Wednesday, December 16, 2015

Not Knowing

I used to have a sign on my door at university that said 'I know only two things, the first is that there is a God, the second is that I am not him.' It came from a scene in the movie The Boondock Saints. The Priest was a doubting Thomas and was telling the person speaking to him that that was okay. This resonated with me at the time. I had become increasingly uncomfortable with some of the divisive issues in religion around the world. 

The Boondock Saints

My friend Phil (one of the Oozers) used to give me grief about it, saying I was wrong about both! Many believe that the idea of God is beyond our understanding. How we choose to grasp it is imperfect. The Yogis call it Ishvara. A way of fitting God into our understanding. Something we can verbalise and imagine, which is as close as we can get.
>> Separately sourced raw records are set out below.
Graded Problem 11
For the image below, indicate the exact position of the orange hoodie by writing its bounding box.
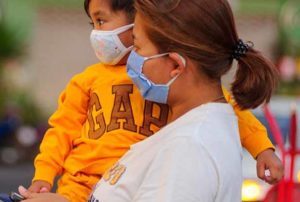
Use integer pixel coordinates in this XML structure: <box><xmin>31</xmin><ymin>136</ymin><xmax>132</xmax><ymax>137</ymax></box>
<box><xmin>33</xmin><ymin>64</ymin><xmax>273</xmax><ymax>193</ymax></box>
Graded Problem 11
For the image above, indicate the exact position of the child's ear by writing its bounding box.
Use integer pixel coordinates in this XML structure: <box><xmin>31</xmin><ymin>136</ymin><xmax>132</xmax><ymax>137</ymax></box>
<box><xmin>169</xmin><ymin>52</ymin><xmax>186</xmax><ymax>77</ymax></box>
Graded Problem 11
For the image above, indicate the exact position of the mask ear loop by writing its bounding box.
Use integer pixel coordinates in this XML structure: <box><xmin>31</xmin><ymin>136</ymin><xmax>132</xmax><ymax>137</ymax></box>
<box><xmin>144</xmin><ymin>53</ymin><xmax>169</xmax><ymax>61</ymax></box>
<box><xmin>166</xmin><ymin>53</ymin><xmax>186</xmax><ymax>86</ymax></box>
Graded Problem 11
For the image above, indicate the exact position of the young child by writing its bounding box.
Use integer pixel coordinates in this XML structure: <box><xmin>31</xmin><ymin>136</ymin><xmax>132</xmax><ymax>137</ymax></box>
<box><xmin>24</xmin><ymin>0</ymin><xmax>283</xmax><ymax>201</ymax></box>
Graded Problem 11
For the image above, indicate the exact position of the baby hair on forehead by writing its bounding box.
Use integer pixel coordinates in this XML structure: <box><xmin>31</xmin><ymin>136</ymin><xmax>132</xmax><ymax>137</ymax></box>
<box><xmin>84</xmin><ymin>0</ymin><xmax>135</xmax><ymax>21</ymax></box>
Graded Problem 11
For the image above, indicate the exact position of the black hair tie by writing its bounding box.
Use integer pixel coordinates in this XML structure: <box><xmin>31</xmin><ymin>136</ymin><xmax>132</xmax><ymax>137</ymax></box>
<box><xmin>232</xmin><ymin>39</ymin><xmax>254</xmax><ymax>60</ymax></box>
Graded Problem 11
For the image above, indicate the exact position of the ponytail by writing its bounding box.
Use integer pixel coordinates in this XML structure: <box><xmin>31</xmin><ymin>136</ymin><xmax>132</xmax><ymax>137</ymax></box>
<box><xmin>231</xmin><ymin>48</ymin><xmax>278</xmax><ymax>109</ymax></box>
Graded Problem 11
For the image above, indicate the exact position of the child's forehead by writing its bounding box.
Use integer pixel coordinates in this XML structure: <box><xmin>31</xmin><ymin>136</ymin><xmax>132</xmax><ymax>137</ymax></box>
<box><xmin>89</xmin><ymin>0</ymin><xmax>112</xmax><ymax>15</ymax></box>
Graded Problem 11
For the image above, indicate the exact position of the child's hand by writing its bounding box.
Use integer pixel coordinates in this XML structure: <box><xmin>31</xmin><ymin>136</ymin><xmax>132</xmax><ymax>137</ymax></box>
<box><xmin>28</xmin><ymin>180</ymin><xmax>51</xmax><ymax>193</ymax></box>
<box><xmin>19</xmin><ymin>186</ymin><xmax>69</xmax><ymax>202</ymax></box>
<box><xmin>256</xmin><ymin>149</ymin><xmax>284</xmax><ymax>184</ymax></box>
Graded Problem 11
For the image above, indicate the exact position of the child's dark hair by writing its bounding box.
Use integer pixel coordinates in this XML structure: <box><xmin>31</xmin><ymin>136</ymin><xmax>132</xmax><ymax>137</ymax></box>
<box><xmin>84</xmin><ymin>0</ymin><xmax>135</xmax><ymax>21</ymax></box>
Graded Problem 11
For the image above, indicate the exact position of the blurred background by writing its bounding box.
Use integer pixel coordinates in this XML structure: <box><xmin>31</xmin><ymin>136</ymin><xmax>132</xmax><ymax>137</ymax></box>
<box><xmin>0</xmin><ymin>0</ymin><xmax>300</xmax><ymax>201</ymax></box>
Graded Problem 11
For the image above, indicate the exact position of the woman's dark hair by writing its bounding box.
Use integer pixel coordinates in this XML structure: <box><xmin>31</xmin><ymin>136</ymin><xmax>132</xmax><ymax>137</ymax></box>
<box><xmin>135</xmin><ymin>0</ymin><xmax>278</xmax><ymax>109</ymax></box>
<box><xmin>84</xmin><ymin>0</ymin><xmax>135</xmax><ymax>20</ymax></box>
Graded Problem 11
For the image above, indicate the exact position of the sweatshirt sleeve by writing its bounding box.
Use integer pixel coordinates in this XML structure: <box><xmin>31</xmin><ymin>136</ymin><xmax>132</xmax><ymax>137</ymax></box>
<box><xmin>223</xmin><ymin>88</ymin><xmax>275</xmax><ymax>158</ymax></box>
<box><xmin>33</xmin><ymin>73</ymin><xmax>89</xmax><ymax>185</ymax></box>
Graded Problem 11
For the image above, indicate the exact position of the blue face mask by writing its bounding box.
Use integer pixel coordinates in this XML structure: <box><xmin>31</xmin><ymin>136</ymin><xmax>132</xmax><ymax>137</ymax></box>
<box><xmin>127</xmin><ymin>51</ymin><xmax>183</xmax><ymax>104</ymax></box>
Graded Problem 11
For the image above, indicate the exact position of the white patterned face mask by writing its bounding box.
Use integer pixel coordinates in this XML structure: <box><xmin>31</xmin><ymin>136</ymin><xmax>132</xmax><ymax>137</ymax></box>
<box><xmin>91</xmin><ymin>24</ymin><xmax>133</xmax><ymax>65</ymax></box>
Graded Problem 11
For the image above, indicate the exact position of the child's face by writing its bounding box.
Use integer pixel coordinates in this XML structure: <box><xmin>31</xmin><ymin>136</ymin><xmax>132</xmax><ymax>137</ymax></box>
<box><xmin>89</xmin><ymin>0</ymin><xmax>133</xmax><ymax>64</ymax></box>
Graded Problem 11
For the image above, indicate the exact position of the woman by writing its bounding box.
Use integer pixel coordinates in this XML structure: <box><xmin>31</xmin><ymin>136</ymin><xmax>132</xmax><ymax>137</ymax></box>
<box><xmin>19</xmin><ymin>0</ymin><xmax>276</xmax><ymax>202</ymax></box>
<box><xmin>91</xmin><ymin>0</ymin><xmax>276</xmax><ymax>202</ymax></box>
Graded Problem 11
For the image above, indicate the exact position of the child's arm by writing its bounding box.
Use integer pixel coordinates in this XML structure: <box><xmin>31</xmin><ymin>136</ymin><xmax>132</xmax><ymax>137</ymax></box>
<box><xmin>223</xmin><ymin>88</ymin><xmax>284</xmax><ymax>184</ymax></box>
<box><xmin>31</xmin><ymin>73</ymin><xmax>89</xmax><ymax>192</ymax></box>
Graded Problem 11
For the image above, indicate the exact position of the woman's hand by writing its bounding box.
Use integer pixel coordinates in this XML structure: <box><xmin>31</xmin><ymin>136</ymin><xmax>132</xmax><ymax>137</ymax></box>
<box><xmin>19</xmin><ymin>186</ymin><xmax>69</xmax><ymax>202</ymax></box>
<box><xmin>256</xmin><ymin>149</ymin><xmax>284</xmax><ymax>184</ymax></box>
<box><xmin>28</xmin><ymin>180</ymin><xmax>51</xmax><ymax>193</ymax></box>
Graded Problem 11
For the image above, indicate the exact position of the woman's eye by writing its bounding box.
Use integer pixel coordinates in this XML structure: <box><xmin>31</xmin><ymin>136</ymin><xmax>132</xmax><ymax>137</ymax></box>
<box><xmin>96</xmin><ymin>19</ymin><xmax>104</xmax><ymax>26</ymax></box>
Vedantic philosophy describes God (imperfectly) as Sat-chit-ananda meaning knowledge-existence-bliss. Basically everything. So Phil's argument was that there 'is a God' implies a separateness from me that is not there. This isn't just an Eastern idea. Two formative books for me in my late teens were 'Sophie's World' and 'Life of Pi'. Sophie discovers her name derives from Philosophy. Love of knowledge. That knowledge is the female personification of God. The personification of everything. This fit perfectly into my burgeoning feminist world view. Life of Pi showed a boy constantly discovering new truths in other people's stories.


There are actually three parts to the Boondock Statement. The first is 'I know only two things'. I have refined all three to the only conviction I have is that 'you can't know'. Rich challenges this in our ongoing discussion about faith. What about Rape/ Poverty/ Paedophilia as unacceptable things? What about Love and Listening as good things? Aren't these convictions? I do think you can build a set of guidance for living more meaningful lives. I am a big believer in rule of law. I think there are things we are almost 100% sure about. I do believe that you can be wrong. Many of the reasons for things being right or wrong are deeply wired into us. Jonathan Haidt explores how this can lead to conflict in 'Righteous Minds: Why good people are divided by religion and politics'.



There is an idea that 'letting go of God' would result in a lawless world. A state where everyone does their own thing. Truths that matter transcend the ways we try get to them. Stoics in Greece and Rome and the Buddha in the East come to the same conclusions. Christian monks study Muslim philosophy. Beautiful analogies come out of the Bhagavad Gita. Scientists chip away at the workings of nature and physics which releases its own magic as full understanding lies beyond the boundaries of our human abilities. 

Not knowing is a firmer foundation than believing falsely that you do.